Große Tiefebene, zweite Hälfte 19. Jahrhundert

Die Tiere wurden meistens mit einem Brenneisen (billyogzó) markiert, das mit den Initialen des Bauern oder mit irgendeinem für eine größere Gemeinde geltenden Zeichen versehen war. Das Eisen wurde erhitzt und das Brandzeichen in den Schenkel eingebrannt. Bei Schafen wurde das Markiereisen mit Farbe beschmiert und so den Tieren in die Wolle eingedrückt. Man markierte die Tiere nicht für den Hirten, der ohnehin jedes einzelne Tier seiner Herde kannte und erkannte, sondern für den Eigentümer des Tieres, den Bauern. Ein Tier wuchs und veränderte sich von Frühling bis Herbst auf der Weide in solchem Maße, daß der Besitzer es nicht wiedererkannte, und nur am Brandmal konnte er es als sein Tier anerkennen. Das Brandmal hatte außerdem den Zweck, den Hirten zu kontrollieren und einen Diebstahl zu erschweren.

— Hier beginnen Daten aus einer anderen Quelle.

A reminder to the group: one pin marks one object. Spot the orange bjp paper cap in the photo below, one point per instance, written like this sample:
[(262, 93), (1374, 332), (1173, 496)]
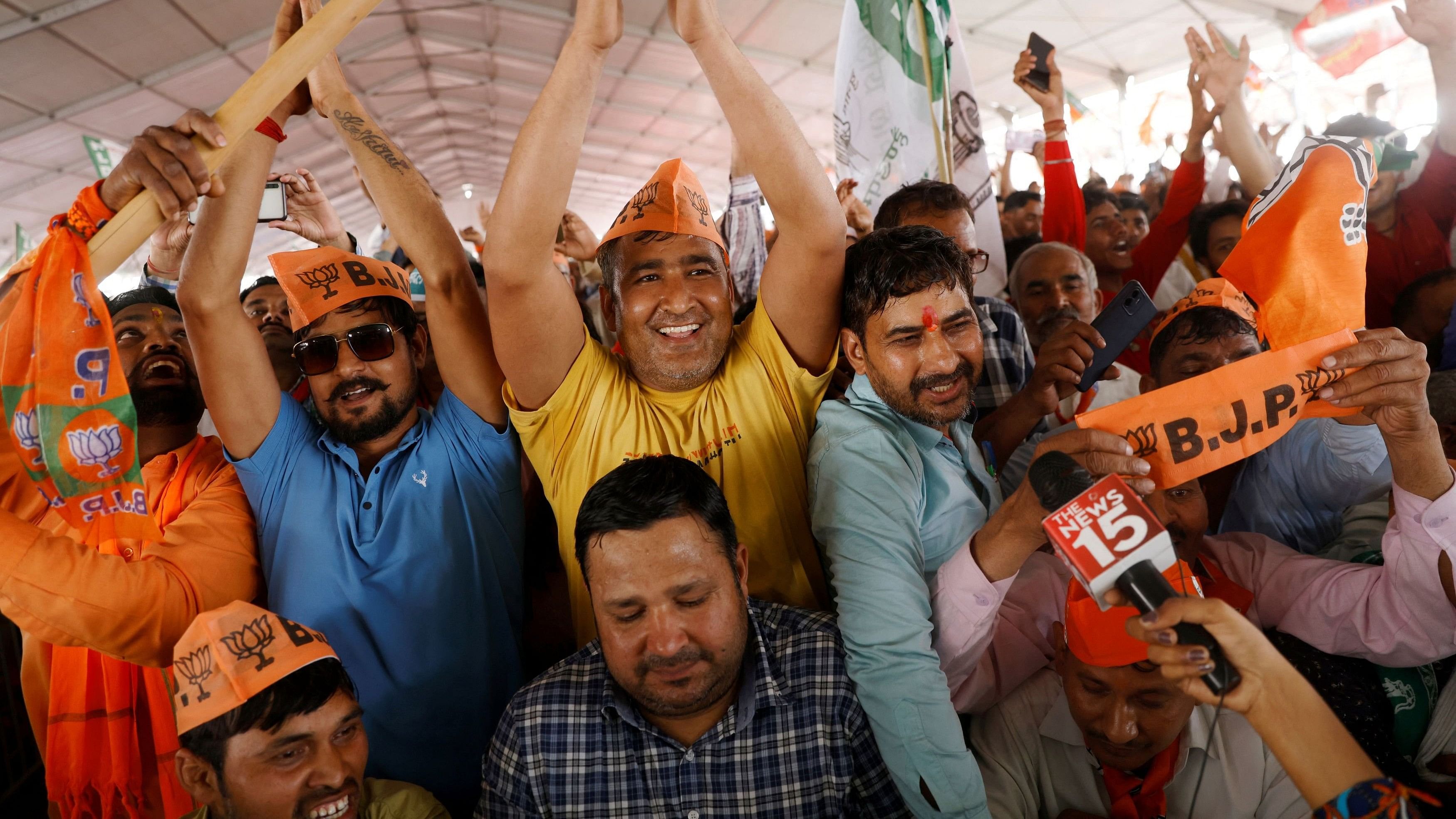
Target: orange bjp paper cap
[(325, 278), (1212, 293), (1100, 638), (673, 201), (230, 655)]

Tiere mit Brandmal konnten jederzeit identifiziert werden.

Auf primitiver Stufe konnte man das Brandmal mit jedem beliebigen glühend gemachten Eisenstück einbrennen, etwa mit der Schar oder dem Sech des Pfluges ein V oder ein Pluszeichen; bessergestellte Bauern hatten Brandeisen, die vom Vater auf den Sohn übergingen und die man weit und breit kannte und achtete. Mit besonderen Zeichen wurde der gemeinsame Viehbestand eines Dorfes oder einer Stadt versehen.

Abb. 113. Glocken am Riemen für den Puli oder für das Lamm.

Abb. 113. Glocken am Riemen für den Puli oder für das Lamm.
Debrecen, um 1920

{G-284.} Kleinere Tiere wurden nicht mit dem Brandmal gekennzeichnet, sondern durch Verstümmelung – so schnitt man den Schafen eine Kerbe ins Ohr. In der Umgebung von Kecskemét besaßen größere Schafzüchterfamilien ihre besonderen Zeichen, die man allgemein kannte. So hatten die Schafe der Familie Deák im linken Ohr einen pfeilförmigen, die Schafe der Szappanos im rechten Ohr einen schwalbenschwanzförmigen Einschnitt. Ähnlich wurde mit Gänsen und Enten verfahren, denen man die Kennzeichen in die Schwimmhaut einschnitt.

Ein Tier trug seine Markierung, solange es lebte, doch gab es auch provisorische Zeichen. So schnitzten Schäfer verschiedene kleine Holzgegenstände in Form einer Sichel, eines Schlosses, eines Stühlchens oder einer Geige, und zwar immer zwei gleiche Stücke, von denen das eine dem Muttertier, das andere dem Lamm um den Hals gehängt wurde, so daß man die Zusammengehörigkeit beim Säugen der Tiere feststellen konnte. Hatten sich Muttertiere und Lämmer aneinander gewöhnt, entfernten die Hirten die Anhängsel und hoben sie für das nächste Jahr auf.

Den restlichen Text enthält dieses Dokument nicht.